Since then, Tesla has released two statements (March 27 and 30) to shed more light on the incident, with information extracted from the vehicle’s computer logs. According to the carmaker, the Autopilot system was indeed engaged, but the driver’s hands were not detected on the steering wheel for six seconds prior to the collision.

It added that the system had actively provided several visual and one audible hands-on warnings earlier in the drive, but these were not heeded. Furthermore, it noted the driver had about five seconds and 150 metres of unobstructed view of the concrete divider, but zero action was taken to prevent the crash.

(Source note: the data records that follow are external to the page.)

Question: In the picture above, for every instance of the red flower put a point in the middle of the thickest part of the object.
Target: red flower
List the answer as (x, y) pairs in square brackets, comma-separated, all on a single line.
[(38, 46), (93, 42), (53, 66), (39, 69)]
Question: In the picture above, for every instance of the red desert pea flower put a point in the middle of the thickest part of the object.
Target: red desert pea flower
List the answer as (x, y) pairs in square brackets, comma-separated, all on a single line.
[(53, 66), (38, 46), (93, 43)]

Tesla also said the severe nature of the crash was because the crash attenuator, a highway safety barrier which is designed to reduce the impact into a concrete lane divider, had been crushed in a prior accident without being replaced. It said it had “never seen this level of damage to a Model X in any other crash.”

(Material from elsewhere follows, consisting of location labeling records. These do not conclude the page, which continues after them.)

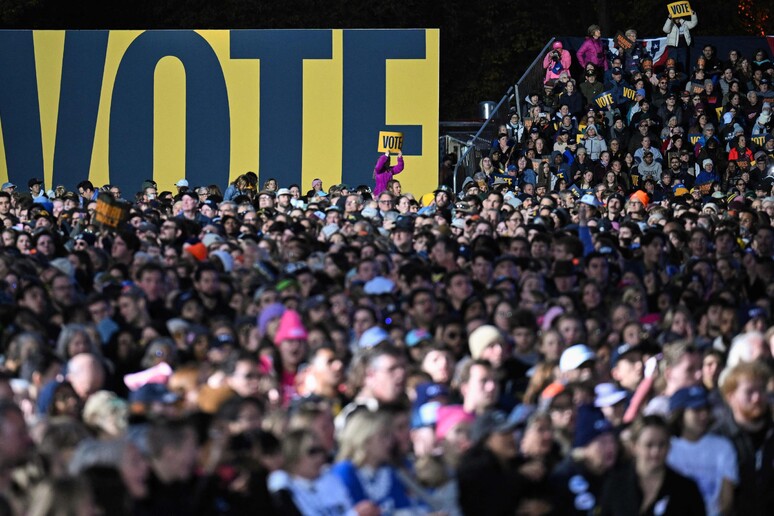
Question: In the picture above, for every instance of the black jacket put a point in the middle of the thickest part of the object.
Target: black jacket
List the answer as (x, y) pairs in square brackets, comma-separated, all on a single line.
[(678, 495), (486, 486)]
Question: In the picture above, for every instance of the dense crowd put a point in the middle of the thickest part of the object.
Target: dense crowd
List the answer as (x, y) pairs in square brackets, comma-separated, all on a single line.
[(583, 328)]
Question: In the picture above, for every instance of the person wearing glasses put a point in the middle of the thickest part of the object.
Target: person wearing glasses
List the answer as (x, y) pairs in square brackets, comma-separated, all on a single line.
[(384, 172)]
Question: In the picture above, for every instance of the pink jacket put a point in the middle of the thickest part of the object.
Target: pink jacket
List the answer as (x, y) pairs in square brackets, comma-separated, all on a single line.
[(553, 72), (383, 174), (592, 51)]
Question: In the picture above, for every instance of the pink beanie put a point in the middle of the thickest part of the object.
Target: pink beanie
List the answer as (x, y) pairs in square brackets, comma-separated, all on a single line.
[(448, 417), (290, 328)]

To reassure the public that the Autopilot system is safe, Tesla said owners have driven pass the same stretch of highway where the incident took place with the system active without incident – about 85,000 times since Autopilot was first rolled out in 2015 and roughly 20,000 times since the beginning of the year. It stated “there are over 200 successful Autopilot trips per day on this exact stretch of road.”

While the information released may be pretty comprehensive, the U.S. National Transport Safety Board (NTSB), which are the government agency responsible for investigations are not pleased about Tesla’s decision to do so.

According to a report by The Washington Post, rules governing investigations state “party participants or their respective organisations must refrain from providing opinions or analysis of the accident outside of the participants in the investigation. Failure to abide by these requirements may lead to removal of a party from the investigation.”

Tesla CEO Elon Musk addressed NTSB’s concerns in a tweet on April 3 recently, saying, “lot of respect for NTSB, but NHTSA (National Highway Traffic Safety Administration) regulates cars, not NTSB, which is an advisory body. Tesla releases critical crash data affecting public safety immediately and always will. To do otherwise would be unsafe.”

The incident has opened up more questions on how to approach the issue of self-driving cars, in the wake of this month’s fatal Uber crash involving a pedestrian and an autonomous car. The death of a Huang is the third involving the Autopilot system, with other cases being Gao Yaning in China and Joshua Brown in Florida. In both cases, the drivers’ Model S had their systems engaged at the time.